Here’s how it would be used to determine the efficacy of an experimental drug.
A group of subjects is selected on the basis of random choice from the target poppulation.
The group is divided into two subgroups called the treatment group and the control group using some random selection device, like flipping a coin.
The subjects in the treatment group are given the real drug. The subjects in the control group are given a placebo with no real drug content. No subject is aware of their status as treatment or control.
The difference in outcome between the treatments and controls measures the efficacy of the drug,
These are studies without the benefit of random selection. The danger of lurking variables is very high.

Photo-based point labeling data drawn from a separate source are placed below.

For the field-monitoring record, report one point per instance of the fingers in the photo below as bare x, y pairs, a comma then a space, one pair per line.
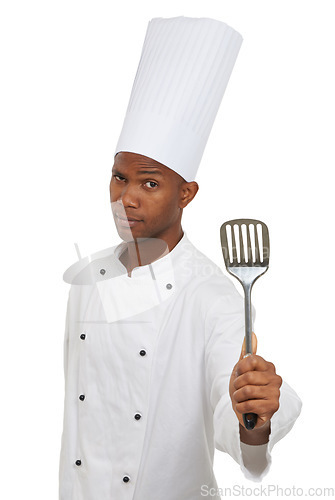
256, 393
264, 408
253, 362
251, 378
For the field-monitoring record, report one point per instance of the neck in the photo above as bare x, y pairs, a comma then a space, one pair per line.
144, 251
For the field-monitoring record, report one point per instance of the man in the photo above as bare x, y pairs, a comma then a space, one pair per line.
156, 377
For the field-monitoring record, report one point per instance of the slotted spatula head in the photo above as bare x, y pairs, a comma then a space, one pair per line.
245, 244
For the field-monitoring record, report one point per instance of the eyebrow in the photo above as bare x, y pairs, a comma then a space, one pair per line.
141, 172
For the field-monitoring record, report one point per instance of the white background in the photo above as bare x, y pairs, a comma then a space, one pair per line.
67, 71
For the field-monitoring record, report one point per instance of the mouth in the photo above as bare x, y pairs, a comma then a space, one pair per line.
126, 222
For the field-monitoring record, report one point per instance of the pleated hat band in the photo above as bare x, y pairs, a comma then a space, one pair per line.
182, 75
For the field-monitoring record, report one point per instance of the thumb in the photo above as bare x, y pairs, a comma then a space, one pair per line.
253, 344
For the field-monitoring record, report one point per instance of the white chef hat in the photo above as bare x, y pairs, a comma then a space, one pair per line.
183, 72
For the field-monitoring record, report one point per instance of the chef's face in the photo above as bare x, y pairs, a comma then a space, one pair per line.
150, 195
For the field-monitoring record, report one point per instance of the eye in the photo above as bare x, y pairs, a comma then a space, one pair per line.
119, 177
150, 186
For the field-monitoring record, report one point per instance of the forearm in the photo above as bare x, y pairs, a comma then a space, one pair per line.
256, 436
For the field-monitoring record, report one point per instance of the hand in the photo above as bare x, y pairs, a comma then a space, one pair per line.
254, 387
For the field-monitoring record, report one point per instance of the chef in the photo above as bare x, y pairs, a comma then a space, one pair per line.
155, 373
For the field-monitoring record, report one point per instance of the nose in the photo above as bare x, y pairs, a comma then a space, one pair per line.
129, 196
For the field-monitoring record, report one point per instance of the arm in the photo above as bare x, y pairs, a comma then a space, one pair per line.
224, 329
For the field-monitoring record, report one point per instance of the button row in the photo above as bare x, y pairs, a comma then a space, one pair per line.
137, 416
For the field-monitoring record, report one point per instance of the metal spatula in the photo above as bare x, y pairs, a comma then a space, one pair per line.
246, 251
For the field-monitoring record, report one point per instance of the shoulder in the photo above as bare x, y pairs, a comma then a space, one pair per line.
90, 269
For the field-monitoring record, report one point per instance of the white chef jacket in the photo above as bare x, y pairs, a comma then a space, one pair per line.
146, 379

A study based on birth records and the exposure of the mother during pregnancy to air pollution reveals that air pollution is associated with premature birth. The study concludes that air pollution makes premature birth more likely.

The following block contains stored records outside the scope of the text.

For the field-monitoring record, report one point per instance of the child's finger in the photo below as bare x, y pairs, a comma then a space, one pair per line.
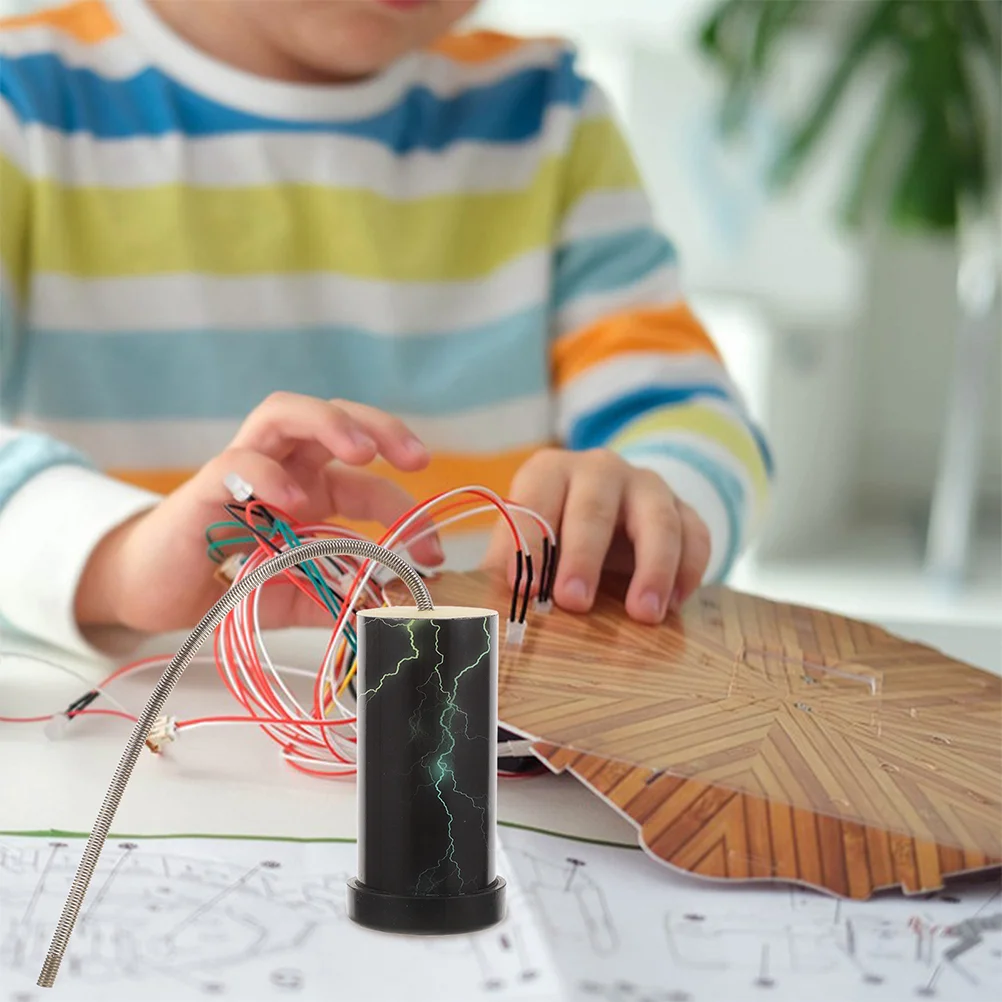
287, 419
654, 526
356, 494
395, 441
594, 496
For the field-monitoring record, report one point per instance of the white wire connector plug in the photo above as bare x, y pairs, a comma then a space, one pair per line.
515, 633
239, 489
162, 731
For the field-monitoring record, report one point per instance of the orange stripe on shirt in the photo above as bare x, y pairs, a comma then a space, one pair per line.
672, 330
446, 471
477, 46
88, 22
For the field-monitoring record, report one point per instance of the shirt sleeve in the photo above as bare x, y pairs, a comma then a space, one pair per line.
54, 508
633, 369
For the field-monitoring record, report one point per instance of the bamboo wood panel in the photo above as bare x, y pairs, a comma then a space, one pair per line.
807, 745
713, 832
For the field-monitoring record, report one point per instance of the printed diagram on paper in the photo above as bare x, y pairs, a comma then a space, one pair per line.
171, 920
190, 919
624, 929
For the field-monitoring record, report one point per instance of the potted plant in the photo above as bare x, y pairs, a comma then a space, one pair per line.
929, 161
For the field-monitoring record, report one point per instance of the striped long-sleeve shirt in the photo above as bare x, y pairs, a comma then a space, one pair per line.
462, 240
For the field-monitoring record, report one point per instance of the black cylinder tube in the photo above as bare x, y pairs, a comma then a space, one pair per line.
427, 771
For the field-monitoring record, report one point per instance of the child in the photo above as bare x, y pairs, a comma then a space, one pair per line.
255, 229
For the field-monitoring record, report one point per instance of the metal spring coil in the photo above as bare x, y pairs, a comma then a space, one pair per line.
240, 590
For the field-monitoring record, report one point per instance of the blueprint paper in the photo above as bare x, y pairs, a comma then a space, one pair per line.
623, 929
172, 920
257, 921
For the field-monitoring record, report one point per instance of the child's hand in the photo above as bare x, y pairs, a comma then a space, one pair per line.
152, 574
613, 516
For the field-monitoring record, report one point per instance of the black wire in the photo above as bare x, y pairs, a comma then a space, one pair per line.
517, 588
528, 586
82, 703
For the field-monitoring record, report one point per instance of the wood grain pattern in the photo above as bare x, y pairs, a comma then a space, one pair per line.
747, 738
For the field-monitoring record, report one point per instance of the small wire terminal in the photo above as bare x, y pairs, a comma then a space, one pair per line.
515, 633
162, 731
225, 573
239, 489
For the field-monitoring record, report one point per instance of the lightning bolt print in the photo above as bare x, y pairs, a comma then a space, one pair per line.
422, 699
410, 627
443, 778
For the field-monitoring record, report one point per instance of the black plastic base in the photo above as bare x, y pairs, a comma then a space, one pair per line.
426, 916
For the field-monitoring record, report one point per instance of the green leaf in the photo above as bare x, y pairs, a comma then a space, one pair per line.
981, 22
874, 176
926, 193
777, 18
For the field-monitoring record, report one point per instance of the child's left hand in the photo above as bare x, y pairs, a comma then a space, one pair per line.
610, 515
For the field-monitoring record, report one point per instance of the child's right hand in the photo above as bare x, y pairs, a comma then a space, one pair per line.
152, 573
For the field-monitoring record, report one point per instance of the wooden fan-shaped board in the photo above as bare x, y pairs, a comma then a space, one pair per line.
753, 739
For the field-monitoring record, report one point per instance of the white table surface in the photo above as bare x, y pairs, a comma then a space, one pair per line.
231, 781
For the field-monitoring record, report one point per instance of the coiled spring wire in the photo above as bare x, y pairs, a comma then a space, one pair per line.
240, 590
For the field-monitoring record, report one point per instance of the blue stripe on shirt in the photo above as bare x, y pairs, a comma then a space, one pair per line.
42, 89
595, 429
26, 456
602, 264
225, 374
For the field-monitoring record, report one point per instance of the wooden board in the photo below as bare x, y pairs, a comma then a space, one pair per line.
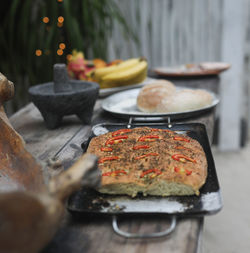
95, 234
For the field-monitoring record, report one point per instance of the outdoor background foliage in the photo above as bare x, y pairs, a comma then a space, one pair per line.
86, 26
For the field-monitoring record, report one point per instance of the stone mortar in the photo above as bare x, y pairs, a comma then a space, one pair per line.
64, 97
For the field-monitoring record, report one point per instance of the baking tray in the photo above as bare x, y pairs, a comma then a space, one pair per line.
123, 105
89, 201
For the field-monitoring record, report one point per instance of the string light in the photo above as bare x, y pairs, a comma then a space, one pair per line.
59, 24
38, 52
60, 52
60, 19
62, 46
45, 20
69, 57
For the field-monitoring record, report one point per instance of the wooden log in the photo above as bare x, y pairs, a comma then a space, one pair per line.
30, 213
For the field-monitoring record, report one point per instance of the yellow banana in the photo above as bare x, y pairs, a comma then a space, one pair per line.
127, 74
111, 84
101, 72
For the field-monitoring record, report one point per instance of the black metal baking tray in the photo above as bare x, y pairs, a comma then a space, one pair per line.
208, 202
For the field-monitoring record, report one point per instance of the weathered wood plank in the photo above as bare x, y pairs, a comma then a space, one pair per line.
232, 83
93, 234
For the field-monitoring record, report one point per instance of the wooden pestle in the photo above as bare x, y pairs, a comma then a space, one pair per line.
30, 212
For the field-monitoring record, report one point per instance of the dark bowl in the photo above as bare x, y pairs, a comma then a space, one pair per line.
53, 106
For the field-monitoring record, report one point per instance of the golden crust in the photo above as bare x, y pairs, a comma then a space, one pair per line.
158, 169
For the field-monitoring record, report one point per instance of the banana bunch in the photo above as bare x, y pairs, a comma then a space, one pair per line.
128, 72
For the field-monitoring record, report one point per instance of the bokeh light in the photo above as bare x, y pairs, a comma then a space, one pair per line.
38, 52
60, 52
60, 19
69, 57
59, 24
62, 46
45, 20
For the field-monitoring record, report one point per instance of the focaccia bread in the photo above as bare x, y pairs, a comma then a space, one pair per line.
151, 161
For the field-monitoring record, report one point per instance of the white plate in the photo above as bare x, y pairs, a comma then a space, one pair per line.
123, 104
110, 91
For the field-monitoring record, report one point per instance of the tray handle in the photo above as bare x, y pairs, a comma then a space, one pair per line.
150, 235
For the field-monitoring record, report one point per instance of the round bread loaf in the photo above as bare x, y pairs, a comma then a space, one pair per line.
185, 100
152, 94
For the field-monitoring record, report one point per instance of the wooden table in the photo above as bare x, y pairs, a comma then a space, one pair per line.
93, 234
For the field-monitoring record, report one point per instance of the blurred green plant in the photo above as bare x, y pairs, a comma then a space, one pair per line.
29, 43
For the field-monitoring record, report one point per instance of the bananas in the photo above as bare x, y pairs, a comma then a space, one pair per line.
128, 72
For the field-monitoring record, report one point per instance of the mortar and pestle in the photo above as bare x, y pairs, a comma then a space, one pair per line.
64, 97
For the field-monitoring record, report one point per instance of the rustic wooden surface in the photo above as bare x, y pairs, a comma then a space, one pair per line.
95, 234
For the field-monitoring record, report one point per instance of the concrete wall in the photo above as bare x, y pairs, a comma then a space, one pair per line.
173, 32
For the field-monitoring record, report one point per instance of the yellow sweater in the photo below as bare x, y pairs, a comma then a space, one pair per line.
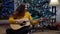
27, 15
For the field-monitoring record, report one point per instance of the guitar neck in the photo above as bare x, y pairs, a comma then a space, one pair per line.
4, 22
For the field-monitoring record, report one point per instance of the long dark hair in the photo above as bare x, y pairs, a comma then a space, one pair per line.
20, 9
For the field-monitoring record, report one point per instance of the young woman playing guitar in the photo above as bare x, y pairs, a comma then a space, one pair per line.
20, 15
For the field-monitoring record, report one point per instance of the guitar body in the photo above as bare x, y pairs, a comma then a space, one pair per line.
18, 26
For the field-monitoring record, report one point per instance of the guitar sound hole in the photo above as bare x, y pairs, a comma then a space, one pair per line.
22, 24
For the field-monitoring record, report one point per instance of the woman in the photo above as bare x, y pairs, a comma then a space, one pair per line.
19, 14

Identify a likely lurking variable.
Low income causes people to live in undesirable areas. It also causes reduced access to medical care, such as prenatal visits.
A survey asks mothers 2 questions.
Did you take Tylenol while you were pregnant?
Does your child have autism?
The study concludes that Tylenol causes autism.
Identify a potential lurking variable.
Why does a person take Tylenol?
This could be the underlying cause of autism.